Lorsque le Roi Soleil s’éteint en septembre 1715, il laisse son royaume dans une situation délicate. Les finances publiques, le commerce maritime et les colonies ont été très affectées par la guerre de succession d’Espagne (1701-1713), conflit qui a démontré que la balance des pouvoirs en Europe commence à pencher en faveur de la nation qui combine succès coloniaux et gestion efficace de sa dette, l’Angleterre.
Pour faire face à cette rivalité et redresser la France, le Régent Philippe d’Orléans (1674-1723) s’adjoint les services de l’aventurier et économiste écossais John Law (1671-1729). En 1716, ce dernier crée une banque et un papier-monnaie, puis en 1717 la Compagnie d’Occident, société par actions qui doit coloniser la Louisiane et éponger la dette de l’État.
La Louisiane fantasmée
La Louisiane désigne à l’époque un vaste espace allant des Grands Lacs d’Amérique du Nord jusqu’à l’embouchure du Mississippi. Grâce aux expéditions de Pierre Le Moyne d’Iberville (1661-1706), ce territoire mal connu est cartographié par Nicolas de Fer et Guillaume Delisle, ce qui n’empêche pas certains mythes de persister, comme celui de l’existence d’une « Mer de l’Ouest » qui permettrait de gagner le Pacifique par le Missouri.
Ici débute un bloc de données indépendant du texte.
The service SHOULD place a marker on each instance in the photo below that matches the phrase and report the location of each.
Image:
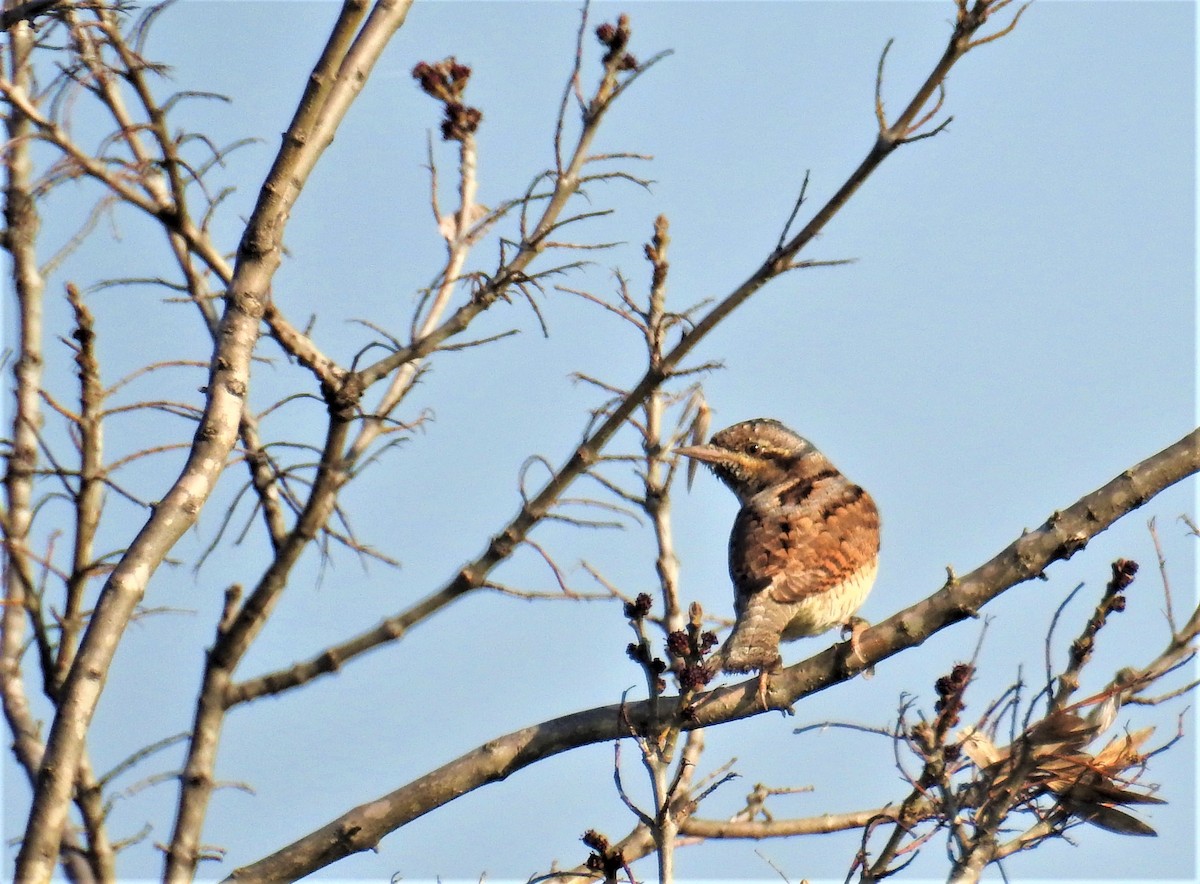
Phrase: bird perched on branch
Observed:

La Louisiane française est peu peuplée et mal approvisionnée sous le régime d’Antoine Crozat, jusqu’à ce qu’en 1718 la Compagnie d’Occident en récupère l’exploitation. Pour susciter l’intérêt vis-à-vis de cette région et de ses propres activités, l’entreprise se lance dans une intense propagande : des textes présentent la Louisiane comme un paradis terrestre ; de nouvelles cartes, faisant état de richesses fabuleuses, sont produites par Delisle et de Fer, ainsi que des gravures, comme celle de François-Gérard Jollain avec ses indiens pacifiques, un grand négoce et une ville fortifiée dans une scène de pure fiction. L’activité de la Compagnie se développe et beaucoup de particuliers achètent ses actions contre les titres de la dette française qu’ils possèdent, ce qui soulage l’État en diminuant son fardeau financier.
Le Léviathan économique
La Compagnie d’Occident obtient en septembre 1718 le monopole d’importation, de transformation et de vente du tabac en France, une activité très lucrative. Elle absorbe également d’autres compagnies de commerce, comme celles du Sénégal et de Guinée, qui pratiquent la traite négrière, ainsi que celles des Indes orientales et de la Chine. Cet immense conglomérat prend en mai 1719 le nom de Compagnies des Indes et Law décide en août de la même année de convertir l’intégralité de la dette publique en actions de l’entreprise. Ce n’est donc plus l’État royal mais cette dernière qui a désormais en charge sa gestion. La Compagnie obtient d’autres prérogatives régaliennes, comme le monopole de la fabrication des monnaies et le recouvrement des impôts indirects. Elle est alors au cœur d’une stratégie commerciale et impériale : des dizaines de navires et plusieurs milliers de colons arrivent en Louisiane ; le coton, le tabac et l’indigo se développent sur des plantations esclavagistes au sud, tandis qu’au nord des fermiers produisent des céréales et que des mineurs exploitent les gisements de galène (plomb et argent) du pays des Illinois. La Compagnie fait également venir des ouvriers qualifiés d’Angleterre pour construire et développer des manufactures et des arsenaux. Elle contrôle certains prix, réquisitionne des navires et tend à se substituer à l’État royal, les corps intermédiaires et les ministères n’assurant plus qu’un rôle de figuration.
L’effondrement final
Mais alors que John Law est devenu Contrôleur général des finances en janvier 1720, autrement dit principal ministre, les choses s’emballent : une intense spéculation propulse les actions de la Compagnie, d’une valeur initiale de 500 livres, à plus de 10 000. De nombreux actionnaires décident alors de convertir leurs titres financiers en espèces, ce qui a pour conséquence de vider les caisses de la banque et de faire sortir les métaux précieux du royaume. Pour tenter de mettre un terme au phénomène, John Law et le Régent décident de diminuer arbitrairement le prix des actions de la Compagnie. La panique s’empare des spéculateurs. À l’été 1720 le prix des actions s’effondre, les billets de banque sont démonétisés, les instruments classiques de la dette publique reviennent. Law, plusieurs fois menacé physiquement et isolé politiquement, quitte le royaume en décembre 1720. Il n’y reviendra plus et mourra à Venise en 1729. La Compagnie des Indes, quant à elle, perd ses activités régaliennes et passe sous contrôle privé dans les mois suivants, mais continue à assurer une partie du commerce colonial français, notamment en Louisiane, jusqu’en 1769.